Japonya: Dışarıda durmayın. Haydi, içeri geçin.
Hepimiz içeri girdik. İngiltere kırmızı koltuklarda oturuyordu. Bize göz ucuyla bakıp tekrar elindeki telefona döndü. Rusya bizim geldiğimizi görünce mutfaktan çıktı.
Rusya: Hoşgeldiniz. Ama niçin bu kadar geç döndünüz?
Doğu Türkistan: Gittiğimiz yerde sis vardı. O gidene kadar bekledik.
Rusya: Yaaa¡..
Azerbaycan: Akşam yemeği yiyecektik. Sizi bekliyorduk. Haydi¡
Azerbaycan, ablaları Doğu Türkistan ve Türkiye'nin elinden tuttu.
Herkes sofraya otururken ben, Türkiye'ye konuşmak istediğimi söyledim.
Ben: Biraz konuşabilir miyiz?
Türkiye: Konuşmak mı?
Ben: Evet. Lütfen.
Türkiye şaşkınca bana bakıyordu.
Türkiye: Tamam. Ne konuşmak istiyorsan oturma odasında konuşabiliriz.
Ben: Teşekkürler.
Türkiye' yi oturma odasına kadar takip ettim.
Türkiye: Ne konuşmak istiyordun?
Ben: Aslında bu ne kadar önemli bilmiyorum ama seni gördüğümden beri mutlu görünmüyorsun. Ne olduğunu sorabilir miyim?
Türkiye: Hmmm... önemli değil. Yani...
Bu şekilde konuşması beni gerekiyordu.
Ben: Ne oldu?
Türkiye bana baktı.
Türkiye: Güzel tespit.
Ben: Ne güzel tespit?
Türkiye'nin ne demek istediğini anlamıyordum.
Türkiye: Bunu sana daha sonra anlatırım. Tamam mı? Şimdi yemek vakti...
Türkiye yavaşça odadan çıktı. Onun arkasından öylece baktım.
Ben: Ne olmuş olabilir?
Kalkıp içeriye gittim.
Azerbaycan: Yemeğe kalıyorsun değil mi?
Azerbaycan bunu o kadar masum bir şekilde söylemişti ki onu kıramadım.

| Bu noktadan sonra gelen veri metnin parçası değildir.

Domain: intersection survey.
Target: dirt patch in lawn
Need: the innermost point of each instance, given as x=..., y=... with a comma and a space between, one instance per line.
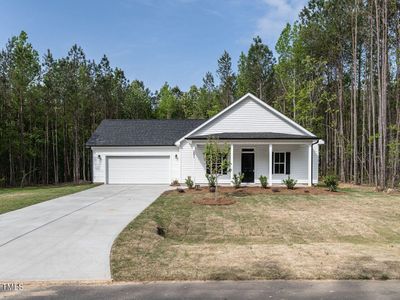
x=212, y=201
x=355, y=235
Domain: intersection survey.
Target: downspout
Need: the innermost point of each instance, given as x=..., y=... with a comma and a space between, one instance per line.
x=312, y=161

Ben: Yeterince yemeğiniz var mı?
Pakistan: Bize fazla gelecek kadar yemek var.
Ben: Peki o zaman. Kalabilirim.
Azerbaycan: Yaşasın¡
Azerbaycan sevinçle boynuma atladı.
Azerbaycan: Haydi gel, bak buraya oturabilirsin.
Azerbaycan'ın gösterdiği yere oturdum.
Rusya: Burayı terketmemiz gerekiyor. Fatkındasınız değil mi?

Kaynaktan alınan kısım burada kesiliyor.